La ricerca di Dio è assurda?
Lo è, se ognuno muore da solo.
Risponde Donnie alla dottoressa Thurman (Katharine Ross). E in queste poche parole c'è tutta l'angoscia di un ragazzo che più di ogni altra cosa teme di essere, restare e sentirsi solo. Donnie vede in Nonna Morte ciò che potrebbe diventare: un vecchio centenario intrappolato nello studio delle proprie teorie sui viaggi nel tempo, nella consapevolezza delle predeterminazione in una cantina che contiene le speranze di una vita. Ma soprattutto, un vecchio centenario in attesa di una lettera, di qualcosa che lo faccia sentire meno solo. Ed è anche per questo che scrive la sua lettera il cui contenuto è riportato viene rivelato nel finale.
Donnie teme quello, più di ogni altra cosa. E il suo viaggio nell'Universo Tangente, i ventotto giorni rubati in una dimensione che non dovrebbe esistere, lo portano proprio a questo. Solo, per la morte di Gretchen dopo lo scontro con la macchina di Frank alla CellarDoor, solo, per l'incidente aereo che potrebbe colpire i suoi cari, solo e catalizzatore di cose cattive. È proprio Gretchen, con queste parole, a offrirgli un punto di vista e una via di fuga:
Pensa se uno potesse tornare indietro nel tempo, prendere tutti i momenti neri e dolorosi e rimpiazzarli con qualcosa di meglio!
E Donnie fa questo.

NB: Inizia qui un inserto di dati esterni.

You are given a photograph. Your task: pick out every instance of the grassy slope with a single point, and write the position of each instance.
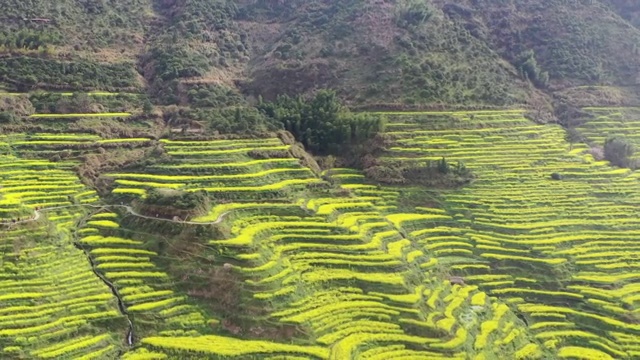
(577, 43)
(464, 54)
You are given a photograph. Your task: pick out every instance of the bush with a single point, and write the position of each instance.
(529, 69)
(176, 199)
(618, 151)
(7, 117)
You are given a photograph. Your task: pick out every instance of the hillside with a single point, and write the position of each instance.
(375, 53)
(319, 180)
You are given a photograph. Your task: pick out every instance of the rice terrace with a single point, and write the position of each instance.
(366, 180)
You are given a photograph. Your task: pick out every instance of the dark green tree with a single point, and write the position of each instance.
(618, 151)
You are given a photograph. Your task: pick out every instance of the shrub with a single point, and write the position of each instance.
(322, 124)
(618, 151)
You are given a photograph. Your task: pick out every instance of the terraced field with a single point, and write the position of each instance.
(52, 306)
(562, 253)
(322, 270)
(333, 270)
(611, 122)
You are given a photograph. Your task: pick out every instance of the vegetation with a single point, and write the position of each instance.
(321, 124)
(618, 151)
(157, 199)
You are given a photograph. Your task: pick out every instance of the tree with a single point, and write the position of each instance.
(322, 124)
(572, 136)
(618, 151)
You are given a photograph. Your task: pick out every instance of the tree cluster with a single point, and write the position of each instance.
(322, 124)
(26, 73)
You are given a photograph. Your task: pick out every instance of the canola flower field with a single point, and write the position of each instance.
(611, 122)
(549, 267)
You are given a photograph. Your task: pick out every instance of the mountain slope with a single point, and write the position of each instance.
(373, 52)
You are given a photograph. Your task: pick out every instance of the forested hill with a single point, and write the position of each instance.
(402, 53)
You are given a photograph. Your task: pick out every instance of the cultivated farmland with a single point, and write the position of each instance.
(290, 262)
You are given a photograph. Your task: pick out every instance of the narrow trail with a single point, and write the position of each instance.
(129, 209)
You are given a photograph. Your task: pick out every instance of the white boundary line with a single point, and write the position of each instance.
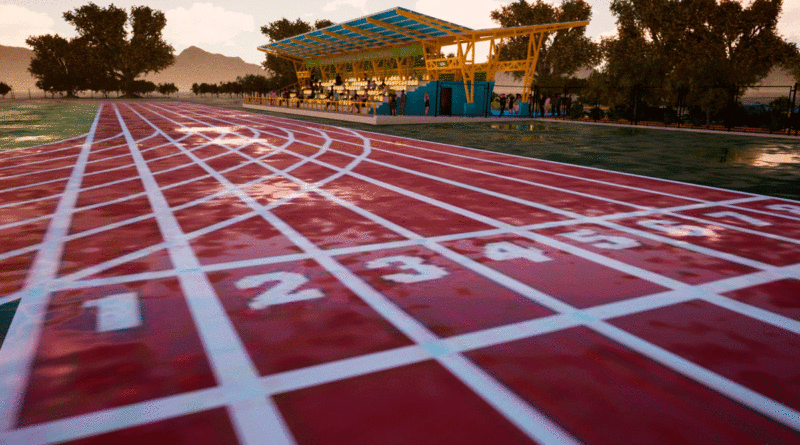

Mentre contempla la frattura, fa esattamente questo. Un bilancio, una somma di ciò che è stato, di ciò che ha causato, di ciò che ha scatenato e decide di rimuovere i momenti neri e dolorosi. Decide di rimuovere sé stesso. Perciò torna al due ottobre e si rimuove dall'equazione esistenziale di quei ventotto giorni vissuti in un futuro possibile. Si sacrifica per salvare quelli che ama, e con essi salva anche sé stesso. Agli altri, a tutti quelli che hanno interagito con lui, cosa resta?
Solitudine. Una nuova costante universale, tanto forte quanto è la quarta dimensione. Tutti coloro che lo hanno incontrato senza incontrarlo davvero sono accomunati da una grande solitudine. Ecco il senso della carrellata finale sulle note di Mad World (qui nella versione di Michael Andrews e Gary Jules), ecco il senso di quelle lacrime perdute. La consapevolezza di aver perso qualcosa di prezioso senza averne mai davvero apprezzato la bellezza.
Questa, una solitudine malinconica capace di viaggiare attraverso spazio e tempo, è una delle più grandi eredità di Donnie Darko.
Disponibile su Netflix, cosa pensate del finale di Donnie Darko?